To summarize, it seems that the most common view among major authorities (R. Moshe Feinstein, R. Yitzchak Weiss, R. Moshe Sternbuch, R. Menashe Klein, R. Shlomo Zalman Auerbach) is to view the corporation as an ordinary partnership, while accepting its limited liability to its creditors (though not to injured third parties). Although each authority mentions leniencies which apply to special cases, these are not due to the special legal status of the corporation. Rather, they are a function of specific aspects of the stockholding which could apply just as well to an ordinary partnership.
D. A CORPORATION BY ANY OTHER NAME ...
While it is interesting and important to define the halakhic status of stock ownership, we must remember that in the final analysis, the halakhic rules we are interested in applying will depend on the specific PROPERTIES of the corporation, and not on the NAMES which we give these properties. We may give a very instructive example from the case of "iska" which is, as we pointed out, a good model of corporate structure.
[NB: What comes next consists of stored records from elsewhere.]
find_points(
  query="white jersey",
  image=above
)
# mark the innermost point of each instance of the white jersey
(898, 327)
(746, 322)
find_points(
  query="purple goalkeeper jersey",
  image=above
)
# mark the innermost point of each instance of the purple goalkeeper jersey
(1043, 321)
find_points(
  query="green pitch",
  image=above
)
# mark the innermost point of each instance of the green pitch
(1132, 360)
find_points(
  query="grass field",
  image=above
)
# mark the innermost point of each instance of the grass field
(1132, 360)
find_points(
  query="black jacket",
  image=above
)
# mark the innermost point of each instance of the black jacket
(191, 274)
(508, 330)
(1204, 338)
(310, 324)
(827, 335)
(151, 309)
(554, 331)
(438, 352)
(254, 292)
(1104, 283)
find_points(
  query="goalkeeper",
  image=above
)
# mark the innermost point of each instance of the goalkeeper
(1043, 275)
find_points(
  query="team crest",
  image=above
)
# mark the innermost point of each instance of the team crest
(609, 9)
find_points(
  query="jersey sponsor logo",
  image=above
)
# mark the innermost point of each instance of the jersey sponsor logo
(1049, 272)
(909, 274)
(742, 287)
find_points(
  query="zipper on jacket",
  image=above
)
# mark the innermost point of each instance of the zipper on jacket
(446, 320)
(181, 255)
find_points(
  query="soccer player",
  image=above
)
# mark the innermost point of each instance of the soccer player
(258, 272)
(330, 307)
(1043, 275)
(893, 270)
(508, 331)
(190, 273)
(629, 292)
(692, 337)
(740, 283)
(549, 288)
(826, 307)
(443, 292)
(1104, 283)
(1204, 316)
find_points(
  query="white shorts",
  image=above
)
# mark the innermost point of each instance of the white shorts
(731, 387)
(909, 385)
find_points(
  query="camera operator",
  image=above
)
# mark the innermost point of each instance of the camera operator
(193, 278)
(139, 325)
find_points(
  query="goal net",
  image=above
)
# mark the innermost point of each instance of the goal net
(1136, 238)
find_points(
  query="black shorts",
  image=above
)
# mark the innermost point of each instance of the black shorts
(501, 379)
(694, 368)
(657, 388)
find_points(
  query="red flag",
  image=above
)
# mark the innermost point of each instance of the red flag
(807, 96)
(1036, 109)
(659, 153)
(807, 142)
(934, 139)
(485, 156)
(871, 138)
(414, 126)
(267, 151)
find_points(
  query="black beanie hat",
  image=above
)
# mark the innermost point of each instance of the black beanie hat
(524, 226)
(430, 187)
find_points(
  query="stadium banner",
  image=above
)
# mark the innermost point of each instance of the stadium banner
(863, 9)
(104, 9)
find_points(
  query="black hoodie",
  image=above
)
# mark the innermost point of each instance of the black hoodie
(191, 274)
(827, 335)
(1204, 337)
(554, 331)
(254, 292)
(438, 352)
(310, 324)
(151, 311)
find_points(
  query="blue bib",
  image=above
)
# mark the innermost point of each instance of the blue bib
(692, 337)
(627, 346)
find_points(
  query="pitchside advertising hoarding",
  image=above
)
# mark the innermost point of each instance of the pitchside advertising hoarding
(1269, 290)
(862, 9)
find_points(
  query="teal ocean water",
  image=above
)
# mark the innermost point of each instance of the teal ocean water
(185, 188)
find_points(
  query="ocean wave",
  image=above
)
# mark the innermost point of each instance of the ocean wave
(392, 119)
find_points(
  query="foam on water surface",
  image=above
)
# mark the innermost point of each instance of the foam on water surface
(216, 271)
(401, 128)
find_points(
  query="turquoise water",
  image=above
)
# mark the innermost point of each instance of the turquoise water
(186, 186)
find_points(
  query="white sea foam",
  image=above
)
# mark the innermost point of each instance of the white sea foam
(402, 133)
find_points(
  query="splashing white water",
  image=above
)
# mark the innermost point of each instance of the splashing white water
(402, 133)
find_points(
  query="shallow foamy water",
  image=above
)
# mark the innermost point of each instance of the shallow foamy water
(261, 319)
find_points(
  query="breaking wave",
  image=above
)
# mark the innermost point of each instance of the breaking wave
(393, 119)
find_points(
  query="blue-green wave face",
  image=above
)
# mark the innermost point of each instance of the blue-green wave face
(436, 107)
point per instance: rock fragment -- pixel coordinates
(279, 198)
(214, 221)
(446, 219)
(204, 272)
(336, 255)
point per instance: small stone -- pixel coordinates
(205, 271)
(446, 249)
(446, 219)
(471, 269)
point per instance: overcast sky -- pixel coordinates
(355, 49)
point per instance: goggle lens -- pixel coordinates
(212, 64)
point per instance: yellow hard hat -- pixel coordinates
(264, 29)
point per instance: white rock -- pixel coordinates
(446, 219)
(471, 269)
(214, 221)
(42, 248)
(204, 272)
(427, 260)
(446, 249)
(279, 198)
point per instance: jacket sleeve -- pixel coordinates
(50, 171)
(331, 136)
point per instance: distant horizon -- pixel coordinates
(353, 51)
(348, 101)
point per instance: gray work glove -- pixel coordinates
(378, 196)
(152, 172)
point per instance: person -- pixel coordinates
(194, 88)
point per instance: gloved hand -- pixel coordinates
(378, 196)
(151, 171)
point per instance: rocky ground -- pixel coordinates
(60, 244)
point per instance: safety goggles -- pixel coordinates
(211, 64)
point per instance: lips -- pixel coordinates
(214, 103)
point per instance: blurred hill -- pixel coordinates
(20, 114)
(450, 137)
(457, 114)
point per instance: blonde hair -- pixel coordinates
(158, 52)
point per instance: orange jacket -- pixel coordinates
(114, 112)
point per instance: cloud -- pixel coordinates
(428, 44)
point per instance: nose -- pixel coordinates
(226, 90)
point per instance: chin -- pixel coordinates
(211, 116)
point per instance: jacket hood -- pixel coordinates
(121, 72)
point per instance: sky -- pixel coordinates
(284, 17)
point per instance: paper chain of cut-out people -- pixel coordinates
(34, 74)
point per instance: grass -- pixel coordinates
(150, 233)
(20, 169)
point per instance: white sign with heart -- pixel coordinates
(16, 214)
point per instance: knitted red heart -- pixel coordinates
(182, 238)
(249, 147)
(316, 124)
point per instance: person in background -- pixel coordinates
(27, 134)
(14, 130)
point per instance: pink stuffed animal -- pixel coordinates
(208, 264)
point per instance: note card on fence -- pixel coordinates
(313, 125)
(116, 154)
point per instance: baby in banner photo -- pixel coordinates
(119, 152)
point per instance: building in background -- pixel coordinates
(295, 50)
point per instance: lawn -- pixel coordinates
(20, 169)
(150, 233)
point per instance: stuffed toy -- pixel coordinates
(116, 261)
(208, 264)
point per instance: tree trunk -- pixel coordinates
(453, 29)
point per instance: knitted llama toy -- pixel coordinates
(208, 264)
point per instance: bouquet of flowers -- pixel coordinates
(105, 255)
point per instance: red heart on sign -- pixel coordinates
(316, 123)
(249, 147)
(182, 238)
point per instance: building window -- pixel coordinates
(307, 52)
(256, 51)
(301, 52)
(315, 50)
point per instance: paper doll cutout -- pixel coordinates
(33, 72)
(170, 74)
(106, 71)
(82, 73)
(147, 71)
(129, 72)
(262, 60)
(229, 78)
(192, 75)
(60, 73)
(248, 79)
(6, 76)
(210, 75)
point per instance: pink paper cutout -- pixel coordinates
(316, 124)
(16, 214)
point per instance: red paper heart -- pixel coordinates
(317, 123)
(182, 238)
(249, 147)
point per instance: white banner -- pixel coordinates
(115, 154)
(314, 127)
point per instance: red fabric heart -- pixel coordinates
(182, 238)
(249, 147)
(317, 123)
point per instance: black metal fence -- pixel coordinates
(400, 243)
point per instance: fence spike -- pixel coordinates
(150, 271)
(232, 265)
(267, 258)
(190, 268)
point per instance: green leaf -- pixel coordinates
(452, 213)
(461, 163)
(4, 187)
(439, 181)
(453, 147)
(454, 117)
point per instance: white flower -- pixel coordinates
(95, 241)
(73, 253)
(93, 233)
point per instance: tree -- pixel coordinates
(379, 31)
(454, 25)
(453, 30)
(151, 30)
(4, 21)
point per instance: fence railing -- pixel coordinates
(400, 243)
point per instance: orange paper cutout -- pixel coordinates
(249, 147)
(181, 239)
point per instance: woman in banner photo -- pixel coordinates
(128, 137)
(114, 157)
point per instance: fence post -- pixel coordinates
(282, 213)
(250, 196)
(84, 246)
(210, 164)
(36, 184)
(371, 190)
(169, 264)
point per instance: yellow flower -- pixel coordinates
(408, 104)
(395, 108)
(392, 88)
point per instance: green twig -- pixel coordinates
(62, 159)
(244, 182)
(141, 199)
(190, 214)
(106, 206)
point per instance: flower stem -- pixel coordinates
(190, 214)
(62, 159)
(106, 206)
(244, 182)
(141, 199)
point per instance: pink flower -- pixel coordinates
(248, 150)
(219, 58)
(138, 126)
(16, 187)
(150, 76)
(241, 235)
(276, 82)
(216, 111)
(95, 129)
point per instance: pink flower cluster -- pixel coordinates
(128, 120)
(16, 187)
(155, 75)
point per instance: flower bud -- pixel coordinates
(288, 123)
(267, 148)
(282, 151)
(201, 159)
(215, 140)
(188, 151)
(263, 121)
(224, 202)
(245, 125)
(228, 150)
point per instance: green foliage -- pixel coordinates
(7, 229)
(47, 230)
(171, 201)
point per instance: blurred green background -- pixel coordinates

There can be no doubt as to the formal halakhic status of iska, which is explicitly given in the gemara and in the SA as "half loan, half deposit." Yet, the "loan" of the iska is a little more than an ordinary loan, insofar as it is not subject to the complete discretion of the "borrower" but rather must be invested in the business (BM 104b, SA UD 177:30). Conversely, the "deposit" of the iska is a bit less than an ordinary deposit, since the "bailee" - that is, the active partner - has an absolute and irrevocable right to use this "deposit" in the business until the agreed-upon period is over.
As a result, there are cases where we view the "loan" as if it were a deposit, and other cases where we view the "deposit" as if it were a loan.
For instance, the SA (CM 67:3) rules that the release of debts in the Sabbatical year releases half of an iska - the half which is defined as a debt. This seems to be the most logical view. Yet, if we examine the commentary of Ketzot Ha-choshen on this siman, we learn that according to many Rishonim the Sabbatical year does not release ANY of the iska - the "loan" half is treated like a deposit since it is subordinated to the business.
Conversely, the Ridbaz (Beit Ridbaz Shvi'it) rules that in the case of a "heter iska" - a special iska arrangement made to permit an interest-like transaction - the Sabbatical year releases ALL of the iska. In this case, the rights of the lender in the deposit half are so weak that the deposit is treated as if it were a mere loan!
In the following installments, we will start examining the various halakhic problems that we could encounter by investing in public corporations. We will keep in mind the lesson we just demonstrated with "iska:" the name we give to a particular form of ownership does not answer all of our halakhic questions. In order to decide the issues, we will have to make a close examination of the laws of forbidden interest, the laws of Pesach, the laws of Shabbat and so on, and then determine how these laws apply to the unique form of ownership known as the public corporation.